Our study showed that there were differences in two bacterial taxa between the oral and IV groups. This result was similar to that reported in a previous study that showed IBD patients who developed different microbial taxa after receiving various iron therapies [3]. According to our results, the abundance of Lactobacillus was higher in the oral group compared to that measured in the IV group.
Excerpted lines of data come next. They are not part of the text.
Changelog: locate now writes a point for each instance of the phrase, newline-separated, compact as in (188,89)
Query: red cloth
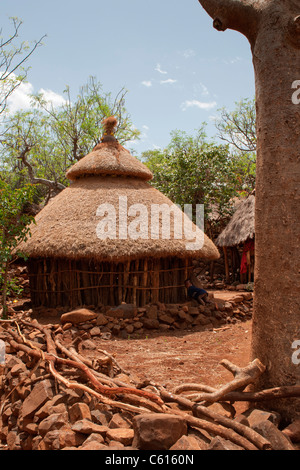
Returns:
(249,246)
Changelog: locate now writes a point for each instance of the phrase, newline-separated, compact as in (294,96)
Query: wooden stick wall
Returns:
(70,283)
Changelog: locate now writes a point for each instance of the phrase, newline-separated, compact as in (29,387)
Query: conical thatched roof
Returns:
(109,159)
(67,226)
(241,225)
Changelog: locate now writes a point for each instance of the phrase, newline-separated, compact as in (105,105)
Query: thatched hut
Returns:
(240,231)
(71,263)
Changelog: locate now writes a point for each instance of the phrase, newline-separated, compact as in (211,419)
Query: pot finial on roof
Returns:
(109,125)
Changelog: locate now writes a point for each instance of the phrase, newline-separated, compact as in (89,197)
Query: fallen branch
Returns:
(242,377)
(52,358)
(225,426)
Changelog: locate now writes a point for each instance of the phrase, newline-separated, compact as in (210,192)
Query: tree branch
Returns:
(239,15)
(54,185)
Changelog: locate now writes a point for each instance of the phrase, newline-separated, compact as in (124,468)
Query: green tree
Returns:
(14,228)
(13,56)
(238,129)
(42,143)
(190,170)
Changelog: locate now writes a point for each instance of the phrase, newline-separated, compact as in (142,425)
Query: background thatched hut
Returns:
(69,265)
(240,231)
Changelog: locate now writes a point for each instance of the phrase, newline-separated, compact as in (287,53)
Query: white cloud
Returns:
(51,97)
(20,99)
(159,69)
(169,81)
(188,53)
(147,83)
(198,104)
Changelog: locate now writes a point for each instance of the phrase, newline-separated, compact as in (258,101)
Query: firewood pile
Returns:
(53,397)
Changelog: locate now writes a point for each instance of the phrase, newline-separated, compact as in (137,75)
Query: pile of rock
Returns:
(127,320)
(37,417)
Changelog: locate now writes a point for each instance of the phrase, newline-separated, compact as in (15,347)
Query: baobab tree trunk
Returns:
(273,30)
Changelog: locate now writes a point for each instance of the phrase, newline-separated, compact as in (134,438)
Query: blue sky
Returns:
(177,69)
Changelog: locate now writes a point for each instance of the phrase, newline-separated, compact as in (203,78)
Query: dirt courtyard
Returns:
(180,357)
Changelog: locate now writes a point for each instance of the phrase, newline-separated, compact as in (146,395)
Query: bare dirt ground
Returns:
(180,357)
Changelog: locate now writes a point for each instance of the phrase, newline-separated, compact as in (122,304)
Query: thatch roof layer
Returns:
(66,227)
(241,226)
(109,159)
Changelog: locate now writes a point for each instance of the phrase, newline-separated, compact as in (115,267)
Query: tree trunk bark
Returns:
(274,35)
(277,218)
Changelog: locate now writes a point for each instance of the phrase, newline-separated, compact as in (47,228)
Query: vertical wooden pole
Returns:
(226,265)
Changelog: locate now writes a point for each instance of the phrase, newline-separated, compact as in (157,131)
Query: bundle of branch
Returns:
(104,388)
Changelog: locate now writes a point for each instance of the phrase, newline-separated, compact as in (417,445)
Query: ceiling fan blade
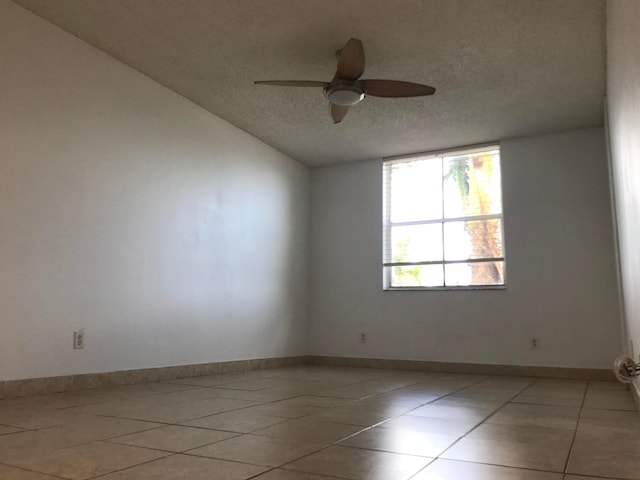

Lactobacillus is one of the probiotics, and has been shown to correlate negatively with SCr and BUN levels [11]. When compared to intravenous iron treatment, Phipps et al. demonstrated that the abundance of Lactobacillus was increased after oral iron treatment in colorectal cancer patients [4]. Taken together, these results support our conclusion that patients receiving oral and intravenous iron treatment had diverse bacterial communities. Functional potential analysis using PICRUSt2 showed that oral iron supplementation increased the metabolic processes of phenylalanine, valine, leucine, and isoleucine. Amino acids are the precursors of uremic toxins. The spectrum of intestinal amino acid metabolism becomes disordered as CKD progresses, a change which is linked to intestinal microbiota dysbiosis and metagenomic alterations [32]. In addition, protein and amino acid metabolism produces precursors of uremic toxins, such as indole and p-cresol, which are further metabolized to indoxyl sulfate (IS) and p-cresyl sulfate (pCS) in the intestine and liver [33]. IS induces fibrosis-, inflammatory-, and obesity-promoting effects through the nuclear factor-Κb (NF-κB) and mitogen-activated protein kinase (MAPK) pathways [34]. IS also decreases the viability of endothelial and vascular smooth muscle cells, thereby increasing the risk of cardiovascular disease [35, 36]. PCS causes cardiomyocyte apoptosis and diastolic dysfunction through activation of NADPH oxidase and production of ROS [36]. Because iron affects amino acid metabolism, CKD patients are at a disadvantage. In the future, regulating intestinal amino acid metabolism could be a potential technique to slow the progression of CKD.

Conclusions

In conclusion, we analyzed the effects of iron administration on intestinal flora in maintenance hemodialysis patients and compared the impacts of ferrous succinate and iron sucrose. The findings showed that the species composition and diversity of gut microflora changed significantly after iron therapy. Oral iron reduced alpha diversity and the abundance of SCFAs-producing bacteria in patients with MHD when compared to the changes caused by intravenous iron. However, the Lactobacillus genus was more abundant in patients on oral iron therapy, which is beneficial for patients with MHD. However, it is necessary to validate this finding in vitro. PICRUSt2 function prediction analysis showed that oral iron increased amino acid metabolism, which may increase the progression of renal disease. This could be linked to cardiovascular disease and all-cause mortality. As a result, oral iron therapy may be more hazardous to intestinal bacteria, while intravenous iron therapy may be more appropriate for patients with renal anemia. The current study had several limitations in that various factors such as nutrition may interfere with intestinal flora, and also, the sample size was relatively small. Furthermore, we only observed changes in flora over the short term and it is possible that different intervention times may provide different microbiological findings. Further metabolomics analysis is therefore required to find a clinical correlation between different microbial communities after iron therapy and all-cause mortality and cardiovascular disease risk in patients with MHD.